Two other very important type of cell in the body's defenses, both of which are also white cells, is the “macrophage,” a name derived from the Greek and really meaning “big eater” and the “neutrophil.” Both of these cell types carry out the process called “phagocytosis.” This is process of engulfing foreign particles and cells, and this includes the debris from body cells, which may have been killed by bacterial toxins, or by environmental poisons which have found their way into the body. The engulfing process consists of the cell sending out processes of its own cell substance until they join up around the offending item and consequently draw it into the cell. Once within the cell the engulfed particle is enclosed within a membranous “vesicle”, which separates it from the rest of the cell. Digestive enzymes and oxidizing substances can then be poured into the vesicle from the cell to digest or otherwise destroy the offending item.

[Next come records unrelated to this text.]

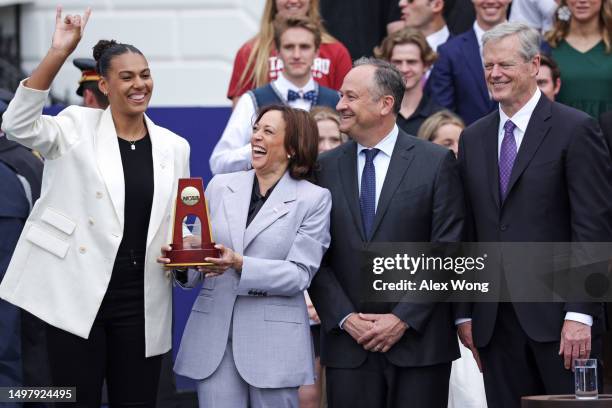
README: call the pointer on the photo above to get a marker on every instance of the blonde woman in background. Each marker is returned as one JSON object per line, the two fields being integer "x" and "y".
{"x": 442, "y": 128}
{"x": 581, "y": 41}
{"x": 328, "y": 122}
{"x": 256, "y": 62}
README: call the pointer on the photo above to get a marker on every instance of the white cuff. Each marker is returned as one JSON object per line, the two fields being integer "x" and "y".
{"x": 344, "y": 320}
{"x": 580, "y": 318}
{"x": 462, "y": 320}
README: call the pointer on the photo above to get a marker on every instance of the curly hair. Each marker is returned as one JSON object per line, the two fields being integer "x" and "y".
{"x": 257, "y": 67}
{"x": 406, "y": 36}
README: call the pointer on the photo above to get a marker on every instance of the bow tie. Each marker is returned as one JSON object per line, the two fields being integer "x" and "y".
{"x": 308, "y": 96}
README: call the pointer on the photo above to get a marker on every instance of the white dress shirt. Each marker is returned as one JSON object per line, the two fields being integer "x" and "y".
{"x": 381, "y": 160}
{"x": 233, "y": 150}
{"x": 535, "y": 13}
{"x": 479, "y": 33}
{"x": 438, "y": 38}
{"x": 521, "y": 120}
{"x": 381, "y": 165}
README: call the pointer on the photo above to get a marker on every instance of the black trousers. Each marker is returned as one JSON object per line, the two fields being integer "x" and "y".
{"x": 516, "y": 366}
{"x": 115, "y": 349}
{"x": 377, "y": 383}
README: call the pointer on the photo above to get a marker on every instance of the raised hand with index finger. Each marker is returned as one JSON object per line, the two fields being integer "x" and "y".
{"x": 68, "y": 30}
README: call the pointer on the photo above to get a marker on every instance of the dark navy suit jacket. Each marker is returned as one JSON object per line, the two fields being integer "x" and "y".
{"x": 457, "y": 79}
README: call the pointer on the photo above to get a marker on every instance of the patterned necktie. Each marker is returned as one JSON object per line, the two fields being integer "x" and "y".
{"x": 367, "y": 199}
{"x": 308, "y": 96}
{"x": 507, "y": 155}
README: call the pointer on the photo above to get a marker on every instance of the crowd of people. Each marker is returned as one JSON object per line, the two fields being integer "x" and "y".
{"x": 448, "y": 121}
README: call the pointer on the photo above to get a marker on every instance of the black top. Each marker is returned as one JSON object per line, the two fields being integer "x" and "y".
{"x": 138, "y": 176}
{"x": 426, "y": 108}
{"x": 257, "y": 200}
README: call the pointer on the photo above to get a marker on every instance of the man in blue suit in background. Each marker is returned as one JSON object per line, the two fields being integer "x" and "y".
{"x": 21, "y": 174}
{"x": 14, "y": 209}
{"x": 457, "y": 79}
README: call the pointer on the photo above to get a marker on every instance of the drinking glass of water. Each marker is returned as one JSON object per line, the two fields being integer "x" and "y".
{"x": 585, "y": 378}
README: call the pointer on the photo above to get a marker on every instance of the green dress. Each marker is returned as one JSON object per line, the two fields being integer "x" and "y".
{"x": 586, "y": 78}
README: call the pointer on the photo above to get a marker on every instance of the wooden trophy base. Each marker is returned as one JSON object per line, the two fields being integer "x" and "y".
{"x": 192, "y": 256}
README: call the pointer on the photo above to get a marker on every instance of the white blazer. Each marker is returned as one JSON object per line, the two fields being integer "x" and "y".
{"x": 63, "y": 261}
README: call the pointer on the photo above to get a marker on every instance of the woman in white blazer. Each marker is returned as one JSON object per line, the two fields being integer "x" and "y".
{"x": 86, "y": 260}
{"x": 247, "y": 341}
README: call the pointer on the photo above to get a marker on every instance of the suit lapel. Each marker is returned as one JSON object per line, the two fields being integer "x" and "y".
{"x": 474, "y": 62}
{"x": 163, "y": 171}
{"x": 489, "y": 144}
{"x": 236, "y": 202}
{"x": 401, "y": 158}
{"x": 537, "y": 129}
{"x": 274, "y": 208}
{"x": 347, "y": 168}
{"x": 108, "y": 158}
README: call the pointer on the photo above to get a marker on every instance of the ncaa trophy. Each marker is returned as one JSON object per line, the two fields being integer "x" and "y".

This process of phagocytosis plays an important part of the overall processes of immunity. The actual phagocytosis step is really a cleaning up operation after some of the earlier immune processes have taken place. In the earlier stages, antibody proteins are likely to have produced against the offending item, which coat it and make it more “palatable” to phagocytosis. Also, if the offending item is a bacterial cell, or even a moribund body cell, it may have been killed by the action of “killer” lymphocytes.

Nonetheless, phagocytosis is an extremely important step and can be seen as a cleansing process. The phagocytosed item is “neutralized” and ends up being destroyed and eliminated. The digestive and oxidizing processes, that take place within the phagocyte, destroys the structure of the offending item and makes it unrecognizable as what it was. The effect is, therefore both protective and cleansing. The phagocyte may even migrate to place from which it will be eliminated, as when it migrates to an area of pus, such as a boil, and the pus is eventually shed from the surface.

Obviously, anything, which can make the process of phagocytosis more effective and more active, is going to be significant for the processes of immunity. Such a substance will be an immune system stimulant.